If I overexpose my film, I will get a fatter, more contrasty negative.
******
You'll get a heavier negative; contrast will (all things being equal--which they rarely are) be about normal.
The purpose of over-exposing and under-developing is to get full detail in the shadows and to keep highlights under control.
******
Exactly. You have it.
The compressed highlights can be taken care of by dodging them.
*****
Yes. Or using a higher contrast paper; or higher contrast paper developer; or whistling in the dark and doing incantations.
*******
As the Professor said in My Fair Lady (sorta). "I think he's got it!"
You expose for the film shadow density, and develop for the contrast.
An overexposed negative doesn't get more contrasty, in fact it gets a flatter contrast curve because you've pushed so many zones into one or two highlight areas.
Fixer eats nothing. It simply removes what the developer doesn't develop. In the end you are left with silver in emulsion. There are no slabs. Think clumps of silver.

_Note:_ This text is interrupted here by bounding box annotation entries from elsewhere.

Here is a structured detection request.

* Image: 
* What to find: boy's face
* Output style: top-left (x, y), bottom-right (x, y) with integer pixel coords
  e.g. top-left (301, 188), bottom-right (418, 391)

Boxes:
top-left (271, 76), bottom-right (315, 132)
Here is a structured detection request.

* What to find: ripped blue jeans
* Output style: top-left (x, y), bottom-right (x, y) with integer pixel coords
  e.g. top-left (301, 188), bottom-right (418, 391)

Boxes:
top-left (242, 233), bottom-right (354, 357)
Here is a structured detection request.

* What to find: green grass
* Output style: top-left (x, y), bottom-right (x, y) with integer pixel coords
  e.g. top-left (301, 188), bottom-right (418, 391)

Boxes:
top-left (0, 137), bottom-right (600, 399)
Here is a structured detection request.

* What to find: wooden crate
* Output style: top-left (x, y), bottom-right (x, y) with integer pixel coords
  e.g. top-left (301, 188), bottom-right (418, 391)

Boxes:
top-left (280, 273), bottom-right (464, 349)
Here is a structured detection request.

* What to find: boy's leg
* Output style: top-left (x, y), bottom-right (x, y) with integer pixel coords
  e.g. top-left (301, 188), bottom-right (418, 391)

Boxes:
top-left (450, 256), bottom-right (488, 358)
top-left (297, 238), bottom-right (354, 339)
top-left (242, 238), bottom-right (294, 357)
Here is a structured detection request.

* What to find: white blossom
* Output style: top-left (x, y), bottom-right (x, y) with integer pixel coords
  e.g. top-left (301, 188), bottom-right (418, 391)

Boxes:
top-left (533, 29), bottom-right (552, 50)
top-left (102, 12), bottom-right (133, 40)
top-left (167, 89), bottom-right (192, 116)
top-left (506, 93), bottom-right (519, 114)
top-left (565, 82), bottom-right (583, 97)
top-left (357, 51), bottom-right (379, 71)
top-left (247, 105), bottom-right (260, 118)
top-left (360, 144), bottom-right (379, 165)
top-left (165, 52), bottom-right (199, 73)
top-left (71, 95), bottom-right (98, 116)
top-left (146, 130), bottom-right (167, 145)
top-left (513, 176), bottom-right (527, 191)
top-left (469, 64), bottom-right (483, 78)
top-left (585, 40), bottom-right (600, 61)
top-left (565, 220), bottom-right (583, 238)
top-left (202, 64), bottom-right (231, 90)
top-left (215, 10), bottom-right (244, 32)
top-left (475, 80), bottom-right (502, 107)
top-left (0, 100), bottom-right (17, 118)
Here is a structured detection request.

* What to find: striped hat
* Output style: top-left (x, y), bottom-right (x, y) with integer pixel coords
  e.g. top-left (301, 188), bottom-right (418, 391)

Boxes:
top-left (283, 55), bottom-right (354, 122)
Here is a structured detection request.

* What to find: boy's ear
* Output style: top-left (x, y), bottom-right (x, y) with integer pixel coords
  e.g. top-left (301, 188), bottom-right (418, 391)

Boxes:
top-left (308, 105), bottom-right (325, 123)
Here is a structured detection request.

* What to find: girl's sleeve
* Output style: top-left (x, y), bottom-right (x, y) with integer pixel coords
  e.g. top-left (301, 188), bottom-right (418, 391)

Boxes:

Highlights have bigger, fuller clumps. Shadows have smaller, more dispersed clumps.
The best solution is to correctly expose, and correctly develop. Saves you tons of time in the darkroom attempting to print an overexposed, underdeveloped image.
By the way, I solve many of the problems simply by giving generous exposure (1/2 box speed) and develop in a "semi-compensating" developer: D23. With such a developer, the highlights are partially "self-limiting" because the only developing agent in D23 (metol) is very sensitive to the restraining action of bromide. And, as you have grasped, the highlights develop more easily than the shadows because the silver grains have been more destabilized by having been exposed to more light--so they develop more readily and quickly and (with D23) immediately begin self-limiting themselves by liberating more bromide into the developing solution which is right next to those highlight images. Dilute Rodinal (1:65, 1:75, 1:85) tends to do the same thing. D23 is the lazy person's way to easily printable negatives, methinks.
Well, firstoff the work being done is reducing silver halide to silver metal. Oxidation is not involved. Second, you are left with silver in gelatin after fixing, as there is no emulsion left then.
But, as to the big question, remember that the shadows are the light part in the negative which are the coarser grains (faster speed grains), and the highlights are the dark part (all of the slow + fast grains). For this reason grain follows a somewhat bell shaped curve going from low to high and back to low. At low density, grain is low, then it rises as you get many specks of silver and then it falls as density rises and you get all of the blank spaces filled in with silver. So, even though many companies report grain as a single figure it is a continuous curve that mates with the characteristic curve.
PE
Well, yes, correctly expose and develop, but I scan, and the scanner is picking up too much grain.
So I am trying to find out whether I need a fat or a thin neg for the scanner not to pick up grain, being that phothoshop can fix contrast.
******
Pierods,
I have developed film and made prints for almost fifty years. What I said to you has to do with that about which I feel I know a little bit. Scanning is something which is terra incognita for me.
Well, firstoff the work being done is reducing silver halide
to silver metal. Oxidation is not involved. Second, you are
left with silver in gelatin after fixing, .... PE
Divided or not?
Well, yes, correctly expose and develop, but I scan, and the scanner is picking up too much grain.
So I am trying to find out whether I need a fat or a thin neg for the scanner not to pick up grain, being that phothoshop can fix contrast.
******And I thank everybody for chipping in.
******
You are welcome: now trash that scanner and head for the darkroom!!!